Exploring API technique for Data Analysis.
Required libraries:

In [None]:
import pandas as pd
from etherscan import Etherscan
from dotenv import load_dotenv
import os
from datetime import datetime, timedelta
import requests

Load Etherscan API key from .env

In [39]:
load_dotenv(dotenv_path=".env")
api_key = os.environ.get("ETHERSCAN_API_KEY")



Initial exploration: fetching Ethereum transactions via Etherscan API

In [40]:
eth = Etherscan(api_key)


Example: Fetch transactions for a given address (this address was flagged by Scam Sniffer and got labeleed as Phish/ Hack on Etherscan)

In [None]:
address = "0x3895c7e8c65c4ad1102e16689a9f83b56bc67c14"

# Fetch all normal transactions for the address
transactions = eth.get_normal_txs_by_address(
    address=address,
    startblock=0,
    endblock=99999999,
    sort="asc"
)

In [None]:
#Load transaction into a DataFrame
df = pd.DataFrame(transactions)

#Cleaning up the data to usable format

# Convert value to Ether
df['value'] = df['value'].astype(float) / 1e18

# Convert blockNumber to integer
df['blockNumber'] = df['blockNumber'].astype(int)

# Convert timestamp to datetime
df['timeStamp'] = pd.to_datetime(df['timeStamp'], unit='s')

  df['timeStamp'] = pd.to_datetime(df['timeStamp'], unit='s')

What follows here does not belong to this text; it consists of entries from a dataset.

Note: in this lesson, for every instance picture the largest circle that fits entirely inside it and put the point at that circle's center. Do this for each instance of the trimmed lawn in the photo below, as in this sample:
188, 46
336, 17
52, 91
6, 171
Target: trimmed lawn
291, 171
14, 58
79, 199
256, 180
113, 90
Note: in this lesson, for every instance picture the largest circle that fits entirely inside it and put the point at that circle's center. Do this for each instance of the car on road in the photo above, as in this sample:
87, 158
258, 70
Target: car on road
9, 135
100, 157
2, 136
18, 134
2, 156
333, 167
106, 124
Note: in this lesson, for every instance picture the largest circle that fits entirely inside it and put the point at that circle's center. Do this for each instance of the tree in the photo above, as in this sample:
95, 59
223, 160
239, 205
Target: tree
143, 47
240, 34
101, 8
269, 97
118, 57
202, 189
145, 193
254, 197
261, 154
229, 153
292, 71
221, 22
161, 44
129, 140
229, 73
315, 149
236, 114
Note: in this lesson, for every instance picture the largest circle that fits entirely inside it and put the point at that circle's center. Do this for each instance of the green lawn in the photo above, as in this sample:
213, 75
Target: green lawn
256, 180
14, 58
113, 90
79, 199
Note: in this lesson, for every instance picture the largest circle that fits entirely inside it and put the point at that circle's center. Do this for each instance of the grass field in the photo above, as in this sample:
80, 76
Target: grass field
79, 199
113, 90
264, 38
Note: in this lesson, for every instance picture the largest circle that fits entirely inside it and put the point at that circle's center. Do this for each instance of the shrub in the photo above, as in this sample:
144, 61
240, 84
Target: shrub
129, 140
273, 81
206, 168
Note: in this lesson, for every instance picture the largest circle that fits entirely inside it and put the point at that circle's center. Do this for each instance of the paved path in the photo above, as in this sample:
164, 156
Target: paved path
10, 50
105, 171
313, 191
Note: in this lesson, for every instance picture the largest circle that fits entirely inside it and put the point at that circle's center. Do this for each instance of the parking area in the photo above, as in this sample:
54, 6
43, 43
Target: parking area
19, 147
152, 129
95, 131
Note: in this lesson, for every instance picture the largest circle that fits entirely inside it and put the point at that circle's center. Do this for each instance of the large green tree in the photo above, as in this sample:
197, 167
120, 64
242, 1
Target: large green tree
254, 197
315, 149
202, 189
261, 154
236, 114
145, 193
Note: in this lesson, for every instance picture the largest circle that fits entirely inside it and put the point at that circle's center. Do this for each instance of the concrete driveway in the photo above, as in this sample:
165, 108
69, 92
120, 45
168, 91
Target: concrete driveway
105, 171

Select columns that are relevant

In [None]:
columns = ['blockNumber', 'timeStamp', 'from', 'to', 'value', 'hash']
df_clean = df[columns]
df_clean.head()

Unnamed: 0,blockNumber,timeStamp,from,to,value,hash
0,16672663,2023-02-20 22:14:59,0xf1da173228fcf015f43f3ea15abbb51f0d8f1123,0x3895c7e8c65c4ad1102e16689a9f83b56bc67c14,0.093008,0x9ddb2d4a61c3c9ba6b73d7228198208564e80e7055de...
1,16673501,2023-02-21 01:04:35,0x3895c7e8c65c4ad1102e16689a9f83b56bc67c14,,0.0,0x73d60992447f221505e6c362e74d7c6e24bfc3438326...
2,16673689,2023-02-21 01:42:47,0x3895c7e8c65c4ad1102e16689a9f83b56bc67c14,,0.0,0xfa12d513e7c158b2b76360aed150190f157b5006b821...
3,16673689,2023-02-21 01:42:47,0x3895c7e8c65c4ad1102e16689a9f83b56bc67c14,,0.0,0xf4214160cc3027f342935d896a67baa3d4987689eab1...
4,16680412,2023-02-22 00:23:23,0x3895c7e8c65c4ad1102e16689a9f83b56bc67c14,0xdac17f958d2ee523a2206206994597c13d831ec7,0.0,0x11c8e1da654f4a37a6c4ab922b31845de33182ce93f7...

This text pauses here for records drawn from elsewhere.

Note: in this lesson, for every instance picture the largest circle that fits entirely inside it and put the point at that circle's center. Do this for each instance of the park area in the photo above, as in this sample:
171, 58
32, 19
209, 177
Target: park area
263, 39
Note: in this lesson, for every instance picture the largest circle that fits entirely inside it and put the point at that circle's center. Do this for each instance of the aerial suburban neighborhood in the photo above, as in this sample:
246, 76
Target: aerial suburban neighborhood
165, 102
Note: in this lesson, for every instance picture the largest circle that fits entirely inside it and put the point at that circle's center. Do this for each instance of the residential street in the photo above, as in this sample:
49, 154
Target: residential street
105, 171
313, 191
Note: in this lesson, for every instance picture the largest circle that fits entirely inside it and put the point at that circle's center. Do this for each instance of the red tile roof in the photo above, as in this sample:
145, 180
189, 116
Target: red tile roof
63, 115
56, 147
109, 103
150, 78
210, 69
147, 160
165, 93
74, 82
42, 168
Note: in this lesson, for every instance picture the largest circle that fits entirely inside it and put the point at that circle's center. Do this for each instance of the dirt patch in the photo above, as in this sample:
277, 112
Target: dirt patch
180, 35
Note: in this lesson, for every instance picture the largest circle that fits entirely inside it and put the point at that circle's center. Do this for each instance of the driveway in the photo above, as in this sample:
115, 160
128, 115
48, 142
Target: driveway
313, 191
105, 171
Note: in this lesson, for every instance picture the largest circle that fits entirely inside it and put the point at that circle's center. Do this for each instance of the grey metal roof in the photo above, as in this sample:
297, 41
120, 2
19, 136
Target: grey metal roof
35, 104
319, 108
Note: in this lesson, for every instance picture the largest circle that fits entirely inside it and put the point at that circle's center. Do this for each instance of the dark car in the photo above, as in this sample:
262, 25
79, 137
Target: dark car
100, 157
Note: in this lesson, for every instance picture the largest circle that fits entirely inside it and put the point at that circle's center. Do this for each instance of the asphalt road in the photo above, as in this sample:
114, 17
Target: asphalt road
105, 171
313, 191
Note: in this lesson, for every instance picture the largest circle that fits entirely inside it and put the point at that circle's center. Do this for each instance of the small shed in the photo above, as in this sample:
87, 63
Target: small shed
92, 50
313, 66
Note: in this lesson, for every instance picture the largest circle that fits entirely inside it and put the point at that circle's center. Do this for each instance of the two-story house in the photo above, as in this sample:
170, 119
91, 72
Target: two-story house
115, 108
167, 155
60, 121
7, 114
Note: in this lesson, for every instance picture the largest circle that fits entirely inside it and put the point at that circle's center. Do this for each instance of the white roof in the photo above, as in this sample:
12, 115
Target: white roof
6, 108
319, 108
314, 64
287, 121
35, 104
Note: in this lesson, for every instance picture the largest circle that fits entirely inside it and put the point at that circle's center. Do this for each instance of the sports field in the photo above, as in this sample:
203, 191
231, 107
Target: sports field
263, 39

Importing a test file that contains a list of scam addresses.
To expand the analysis, I imported a blacklist of known scam addresses and checked which ones were active within the last 6 months:

In [57]:
with open('../Data/Raw/master_blacklist_set.txt', 'r') as b:
    scam_addresses = [line.strip() for line in b if line.strip()]

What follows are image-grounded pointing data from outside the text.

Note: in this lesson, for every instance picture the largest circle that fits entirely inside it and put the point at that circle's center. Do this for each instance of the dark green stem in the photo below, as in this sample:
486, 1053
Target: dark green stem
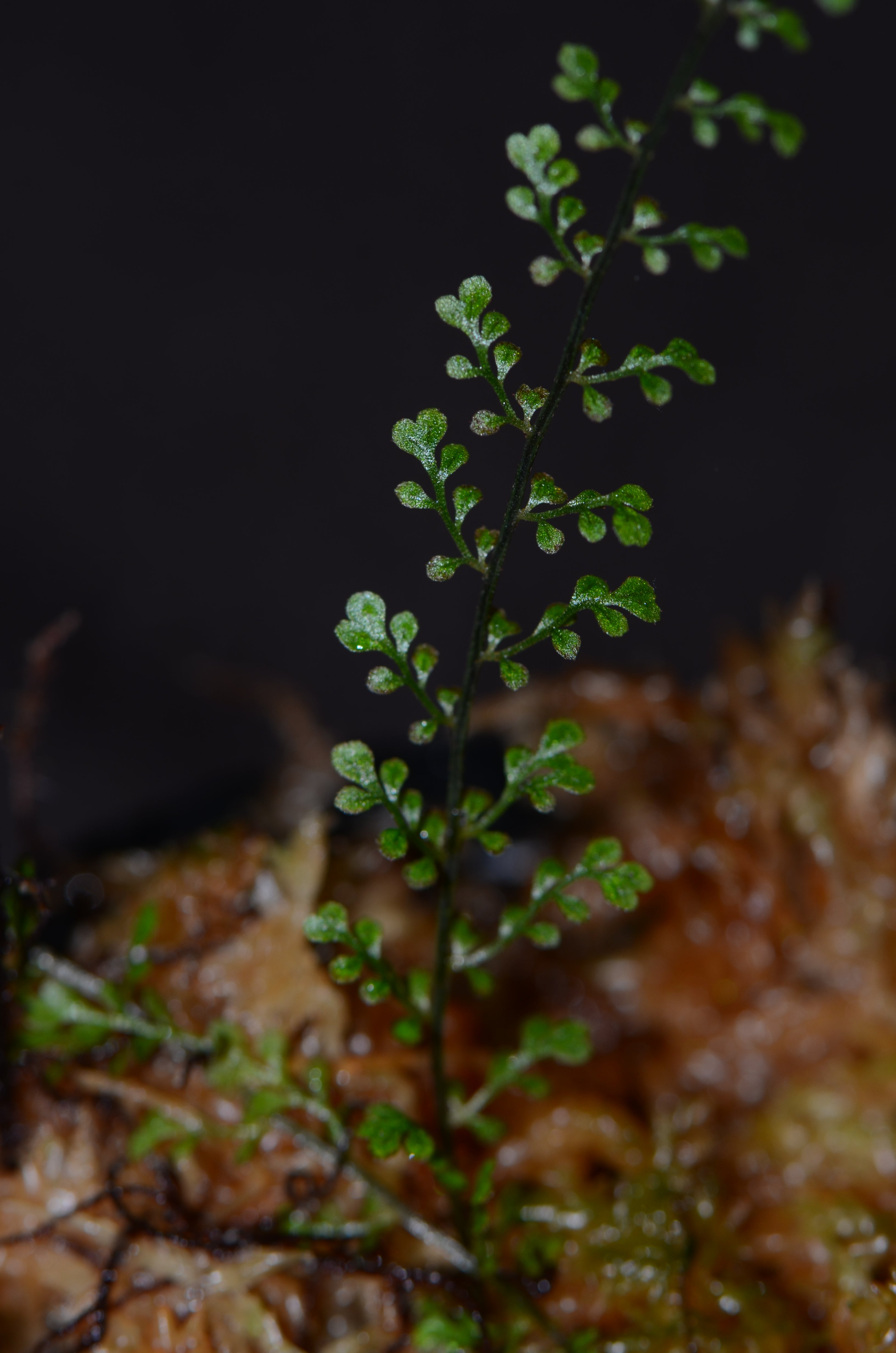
710, 22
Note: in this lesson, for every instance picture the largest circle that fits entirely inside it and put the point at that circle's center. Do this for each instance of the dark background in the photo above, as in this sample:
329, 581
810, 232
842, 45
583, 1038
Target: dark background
223, 232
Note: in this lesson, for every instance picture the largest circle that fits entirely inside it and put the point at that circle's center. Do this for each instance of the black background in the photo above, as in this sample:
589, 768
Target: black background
223, 232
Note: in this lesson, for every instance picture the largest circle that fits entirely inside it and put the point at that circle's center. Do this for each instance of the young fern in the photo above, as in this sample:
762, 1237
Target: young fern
75, 1011
432, 841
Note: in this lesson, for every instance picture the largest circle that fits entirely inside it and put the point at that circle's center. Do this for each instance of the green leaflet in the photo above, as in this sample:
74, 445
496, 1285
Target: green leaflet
386, 1130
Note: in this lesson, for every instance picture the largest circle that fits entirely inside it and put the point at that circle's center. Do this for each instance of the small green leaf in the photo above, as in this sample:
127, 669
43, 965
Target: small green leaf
383, 681
611, 622
591, 355
648, 214
461, 368
501, 628
385, 1128
421, 438
596, 406
376, 991
568, 775
346, 968
633, 496
569, 210
357, 641
631, 527
474, 295
622, 885
485, 424
440, 569
465, 500
482, 1186
546, 270
421, 873
531, 398
424, 658
493, 325
638, 597
412, 496
656, 389
709, 258
592, 528
561, 735
542, 799
514, 676
522, 203
580, 69
559, 175
549, 538
588, 245
408, 1030
352, 800
355, 761
453, 458
566, 643
328, 925
393, 843
404, 627
507, 355
367, 612
543, 935
573, 908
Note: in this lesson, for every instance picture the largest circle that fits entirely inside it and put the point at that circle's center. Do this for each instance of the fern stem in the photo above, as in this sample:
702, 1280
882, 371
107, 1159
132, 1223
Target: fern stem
710, 22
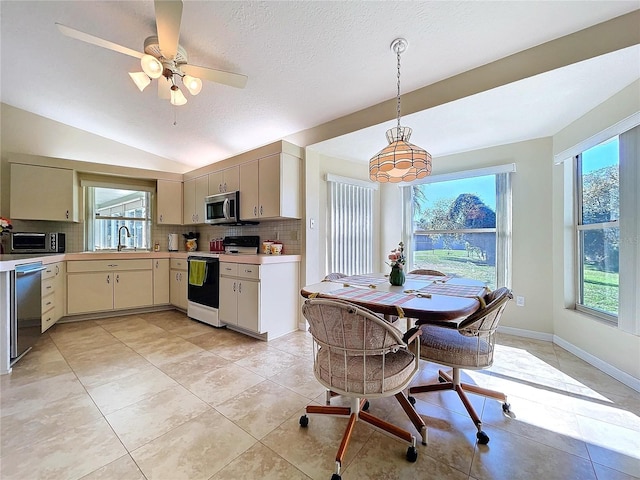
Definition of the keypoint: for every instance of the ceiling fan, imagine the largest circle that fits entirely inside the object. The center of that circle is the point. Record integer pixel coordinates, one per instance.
(164, 58)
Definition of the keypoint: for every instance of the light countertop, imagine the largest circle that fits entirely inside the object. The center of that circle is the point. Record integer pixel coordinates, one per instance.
(9, 262)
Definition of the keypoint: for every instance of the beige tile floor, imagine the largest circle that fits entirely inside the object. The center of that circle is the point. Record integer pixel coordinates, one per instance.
(159, 396)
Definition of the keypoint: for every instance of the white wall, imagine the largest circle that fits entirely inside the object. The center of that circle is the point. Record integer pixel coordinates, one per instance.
(603, 341)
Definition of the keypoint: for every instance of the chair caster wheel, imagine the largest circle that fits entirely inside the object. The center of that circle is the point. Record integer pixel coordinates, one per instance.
(412, 454)
(482, 437)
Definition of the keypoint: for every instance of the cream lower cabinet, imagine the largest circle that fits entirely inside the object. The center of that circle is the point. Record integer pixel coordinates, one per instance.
(261, 300)
(54, 296)
(161, 277)
(178, 283)
(104, 285)
(240, 295)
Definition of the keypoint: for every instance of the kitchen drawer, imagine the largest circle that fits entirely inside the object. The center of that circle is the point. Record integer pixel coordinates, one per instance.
(229, 269)
(48, 286)
(49, 272)
(48, 319)
(48, 303)
(248, 271)
(108, 265)
(178, 264)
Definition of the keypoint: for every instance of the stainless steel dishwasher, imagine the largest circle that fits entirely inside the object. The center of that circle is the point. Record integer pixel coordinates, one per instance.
(26, 311)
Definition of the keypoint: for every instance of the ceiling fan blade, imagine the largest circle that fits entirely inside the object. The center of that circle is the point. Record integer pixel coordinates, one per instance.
(85, 37)
(164, 88)
(218, 76)
(168, 18)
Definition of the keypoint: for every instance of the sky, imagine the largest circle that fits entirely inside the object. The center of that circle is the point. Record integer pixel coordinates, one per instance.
(602, 155)
(484, 187)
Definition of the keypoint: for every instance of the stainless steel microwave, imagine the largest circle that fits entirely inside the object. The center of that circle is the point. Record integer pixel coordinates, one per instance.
(31, 242)
(223, 208)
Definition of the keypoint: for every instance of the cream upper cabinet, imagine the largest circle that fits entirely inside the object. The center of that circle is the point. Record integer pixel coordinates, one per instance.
(161, 281)
(195, 191)
(169, 202)
(43, 193)
(249, 201)
(270, 188)
(224, 181)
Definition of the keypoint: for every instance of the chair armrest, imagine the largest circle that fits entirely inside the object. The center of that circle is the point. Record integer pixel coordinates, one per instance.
(411, 335)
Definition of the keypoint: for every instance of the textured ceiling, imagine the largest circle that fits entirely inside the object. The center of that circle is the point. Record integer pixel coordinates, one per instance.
(308, 63)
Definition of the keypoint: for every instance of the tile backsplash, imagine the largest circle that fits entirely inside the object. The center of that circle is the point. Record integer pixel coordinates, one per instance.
(288, 232)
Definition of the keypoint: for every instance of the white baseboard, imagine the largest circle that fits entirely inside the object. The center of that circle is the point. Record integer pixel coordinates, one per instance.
(519, 332)
(616, 373)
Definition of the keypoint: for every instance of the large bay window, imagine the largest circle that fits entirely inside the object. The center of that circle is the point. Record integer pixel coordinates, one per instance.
(461, 224)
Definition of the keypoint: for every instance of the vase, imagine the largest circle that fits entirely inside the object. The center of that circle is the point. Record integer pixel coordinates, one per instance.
(396, 277)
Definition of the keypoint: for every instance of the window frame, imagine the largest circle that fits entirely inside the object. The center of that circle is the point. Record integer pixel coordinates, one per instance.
(88, 187)
(503, 229)
(579, 228)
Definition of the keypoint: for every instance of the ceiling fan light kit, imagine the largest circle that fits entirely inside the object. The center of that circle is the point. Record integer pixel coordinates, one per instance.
(141, 80)
(164, 57)
(151, 66)
(400, 161)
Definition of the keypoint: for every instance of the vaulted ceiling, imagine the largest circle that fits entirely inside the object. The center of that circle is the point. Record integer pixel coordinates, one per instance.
(310, 64)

Checking active addresses in the past 6 months

In [None]:

ETHERSCAN_API_KEY = 'apy_key'  
recent_cutoff = datetime.now() - timedelta(days=180)  # Last 6 months

def is_address_active(address):
    url = f'https://api.etherscan.io/api?module=account&action=txlist&address={address}&sort=desc&apikey={ETHERSCAN_API_KEY}'
    resp = requests.get(url).json()
    if resp['status'] != '1':
        return False  # No transactions or error
    for tx in resp['result']:
        tx_time = datetime.fromtimestamp(int(tx['timeStamp']))
        if tx_time > recent_cutoff:
            return True
    return False

In [None]:
# Sample test

sample_addresses = scam_addresses[:20]
active_addresses = [addr for addr in sample_addresses if is_address_active(addr)]
print(f"Active scam addresses: {active_addresses}")

Active scam addresses: []


### Conclusion:

In this notebook, I explored using the Etherscan API to retrieve Ethereum wallet activity, including testing a known scam address list for recent activity.

However, due to API rate limits and the high number of inactive addresses, this method was not scalable for deeper behavioral analysis. 

While technically effective, this method surfaced several issues:
- Many known scam addresses were inactive (no recent transactions)
- This made the approach unsuitable for identifying network-wide scam patterns.

In the next notebook, I pivot using a Kaggle dataset with full Ethereum transaction history to support more robust scam pattern detection.